S130 Computational design of enzymatic pathways using the Act Synthesizer
Thursday, July 24, 2014: 8:30 AM
Regency Ballroom A, Second Floor (St. Louis Hyatt Regency at the Arch)
Saurabh Srivastava1, Paul Ruan1, Jeff Tsui1, Tim Hsiau1, Sarah Chasins1, Jonathan Kotker1, Jene Li1, Sridatta Thatipamalla1, Sanjit A. Seshia1, Rastislav Bodik1 and J. Christopher Anderson2, (1)Eecs, UC Berkeley, Berkeley, CA, (2)University of California, Berkeley, Berkeley, CA
Microbial chemical production provides the promise of biosynthesis of valuable small molecules with therapeutic, fuel, and material applications. We present a computational design tool, called the Act Synthesizer, that infers enzymatic pathways towards natural and unnatural small molecules. The tool takes as input repositories of known enzymatic data (BRENDA and KEGG) in addition to mining text from published literature for additional enzymes not covered by databases. Given a specific target molecule, it can then predict pathways--both natural and those made of enzymes from multiple organisms--to the target.
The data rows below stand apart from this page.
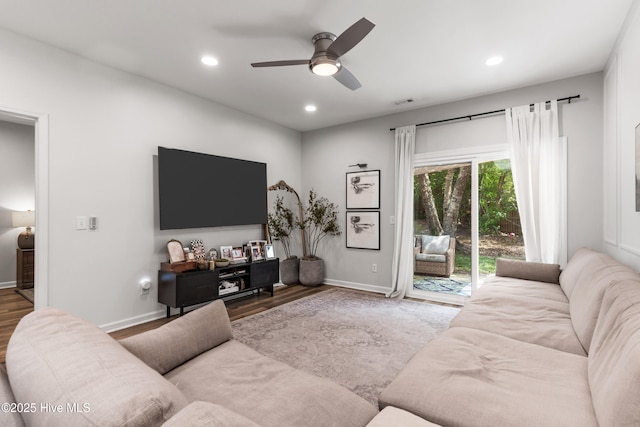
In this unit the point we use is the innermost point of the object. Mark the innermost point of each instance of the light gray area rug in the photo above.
(357, 339)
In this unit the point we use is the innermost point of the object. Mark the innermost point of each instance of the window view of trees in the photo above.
(442, 206)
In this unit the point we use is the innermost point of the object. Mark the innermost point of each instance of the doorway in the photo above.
(40, 122)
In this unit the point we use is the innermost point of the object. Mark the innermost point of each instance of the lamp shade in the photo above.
(23, 219)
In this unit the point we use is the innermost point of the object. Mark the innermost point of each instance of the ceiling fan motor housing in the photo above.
(324, 62)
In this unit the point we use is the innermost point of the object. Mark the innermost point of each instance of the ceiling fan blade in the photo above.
(351, 37)
(281, 63)
(345, 77)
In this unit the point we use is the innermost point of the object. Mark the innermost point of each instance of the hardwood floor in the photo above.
(13, 307)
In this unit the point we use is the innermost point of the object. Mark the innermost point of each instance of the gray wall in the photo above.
(17, 190)
(104, 130)
(328, 152)
(622, 148)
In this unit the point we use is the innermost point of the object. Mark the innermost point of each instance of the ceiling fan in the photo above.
(328, 50)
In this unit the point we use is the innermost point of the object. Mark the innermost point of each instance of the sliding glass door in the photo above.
(465, 216)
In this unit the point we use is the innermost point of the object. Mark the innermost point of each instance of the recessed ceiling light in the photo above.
(494, 60)
(209, 60)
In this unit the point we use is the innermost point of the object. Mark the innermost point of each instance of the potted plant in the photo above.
(282, 221)
(320, 220)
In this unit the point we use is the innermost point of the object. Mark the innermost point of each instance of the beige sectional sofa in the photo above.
(534, 347)
(63, 371)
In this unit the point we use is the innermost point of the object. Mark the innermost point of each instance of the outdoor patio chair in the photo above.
(434, 255)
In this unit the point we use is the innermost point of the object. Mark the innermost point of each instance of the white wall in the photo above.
(328, 152)
(104, 129)
(17, 190)
(622, 116)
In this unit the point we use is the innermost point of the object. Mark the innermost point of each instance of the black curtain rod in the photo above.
(471, 116)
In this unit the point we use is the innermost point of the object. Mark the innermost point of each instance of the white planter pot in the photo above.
(311, 272)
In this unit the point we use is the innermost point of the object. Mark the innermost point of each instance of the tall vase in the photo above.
(311, 272)
(289, 271)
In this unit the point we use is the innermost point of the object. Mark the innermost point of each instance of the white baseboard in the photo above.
(358, 286)
(6, 285)
(133, 321)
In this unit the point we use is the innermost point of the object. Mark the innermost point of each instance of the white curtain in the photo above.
(402, 264)
(539, 167)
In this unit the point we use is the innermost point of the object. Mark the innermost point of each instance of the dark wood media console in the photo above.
(180, 290)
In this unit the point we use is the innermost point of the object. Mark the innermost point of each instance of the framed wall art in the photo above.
(363, 230)
(363, 190)
(225, 252)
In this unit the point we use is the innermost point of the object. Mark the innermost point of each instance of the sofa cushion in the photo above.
(268, 392)
(396, 417)
(182, 339)
(545, 323)
(435, 244)
(614, 359)
(431, 257)
(536, 271)
(55, 358)
(9, 417)
(207, 414)
(468, 377)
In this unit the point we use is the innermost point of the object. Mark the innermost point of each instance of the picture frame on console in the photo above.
(176, 251)
(256, 253)
(269, 251)
(637, 168)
We have found that these pathways contain previously unknown biosynthetic routes to unnatural molecules. We have assembled such a path, to N-acetyl-p-aminophenol (paracetamol), in E. coli and validated through LCMS that the predictions are indeed valid.

In addition to the design of pathways, the tool can also identify the risk and opportunity associated with the biosynthesizable chemicals. For instance, it can enumerate chemicals whose microbial production poses biosafety concerns, or those that are commercially expensive, or those that have known therapeutic applications.

We believe computational design tools like Act will be invaluable in the toolkit of a metabolic engineer looking to design microbes for novel biosynthesis applications.